Ce qui donne à cette exposition son caractère exceptionnel, c’est la présence de nombreux objets prêtés par le Musée royal de l’Afrique centrale de Tervuren (Belgique). Fermé pour une longue période de rénovation, le musée belge a accepté de confier certains de ses trésors au musée Dapper, ce qui nous vaut aujourd’hui de découvrir des splendeurs peu connues du grand public. À celles-ci, s’ajoutent des pièces majeures du musée Dapper ainsi que d’autres, issues de collections publiques et privées européennes. Par son approche, claire et didactique, et par la diversité des pièces présentées, l’exposition Initiés du Congo permet d’approcher et de mieux comprendre ce qu’étaient les rituels d’initiation.

Ces pratiques traditionnelles couvraient un champ très large, qui ne se résumait pas au rituel de passage des adolescents au statut d’adultes. Il existait d’autres rites initiatiques, très variés et propres à chaque communauté. Ils permettaient à ceux qui en faisaient la demande d’acquérir des connaissances thérapeutiques, politiques, religieuses ou ésotériques, et, ainsi, de monter progressivement les échelons dans les nombreuses associations secrètes présentes dans le Bassin du Congo. Dans le premier cas, le rite initiatique, obligatoire, préparait le jeune à sa vie au sein de la communauté, et notamment à la vie maritale. Les seconds, sur la base du volontariat, avaient deux fonctions : parfaire un savoir et développer une emprise sur ceux qui n’étaient pas initiés ; prouver que ce passage s’était bien produit et que la supériorité était bien acquise. Qu’il soit obligatoire et imposé, ou volontaire et procédant d’un choix, le rite initiatique était considéré comme une mise à mort symbolique de la personne antérieure, suivie de la renaissance d’un être nouveau, conforme aux besoins de la société. Ce passage ne pouvait se faire sans une forme de souffrance, matérialisée par des épreuves, des privations et des humiliations : les corps et les esprits étaient marqués à jamais, y compris par des traces laissées dans la chair.

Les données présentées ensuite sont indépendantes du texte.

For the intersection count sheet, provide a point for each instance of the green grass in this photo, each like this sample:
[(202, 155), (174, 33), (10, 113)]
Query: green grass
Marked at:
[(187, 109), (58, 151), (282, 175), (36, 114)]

Ces deux formes d’initiations mobilisaient un nombre important d’objets – masques, statuettes, instruments de musiques, insignes et parures – visibles tout au long du parcours de l’exposition. Les masques restent les instruments privilégiés de l’initiation mais les parures (pendentifs, colliers, bracelets, brassards, coiffures et peignes) ne sont pas en reste avec d’admirables exemples mis en avant par le musée Dapper. L’exposition présente également nombre de statuettes, comme ce tambourinaire nkanu (photo) qui ornait l’enclos initiatique où se pratiquaient les rituels, ou des bijoux, dont un étonnant « disque du silence » que les jeunes garçons portaient devant la bouche pour ne pas divulguer les secrets qui leur avaient été enseignés.

Deux questions à Anne-Marie Bouttiaux, conservateur en chef de la section d’ethnographie du Musée royal de l’Afrique centrale de Tervuren (Belgique)

Qu’en est-il aujourd’hui de l’initiation ?

Aujourd’hui, la plupart des rituels d’initiation du Bassin du Congo, et plus particulièrement de la RDC, ont disparu. Certains perdurent sans doute dans quelques villages mais nous n’avons que peu d’informations à ce sujet, les recherches anthropologiques étant de plus en plus rares dans ces régions. Mais je dois préciser qu’il existe une exception. En effet, les Pende ont maintenu le rituel de passage des adolescents à l’âge adulte, selon des modalités qui ont certes changé. Ils considèrent que ce rituel permet notamment d’offrir une structure et des repères aux jeunes dans une société où le système éducatif est souvent défaillant.

Quelles sont les raisons de cette quasi-disparition ?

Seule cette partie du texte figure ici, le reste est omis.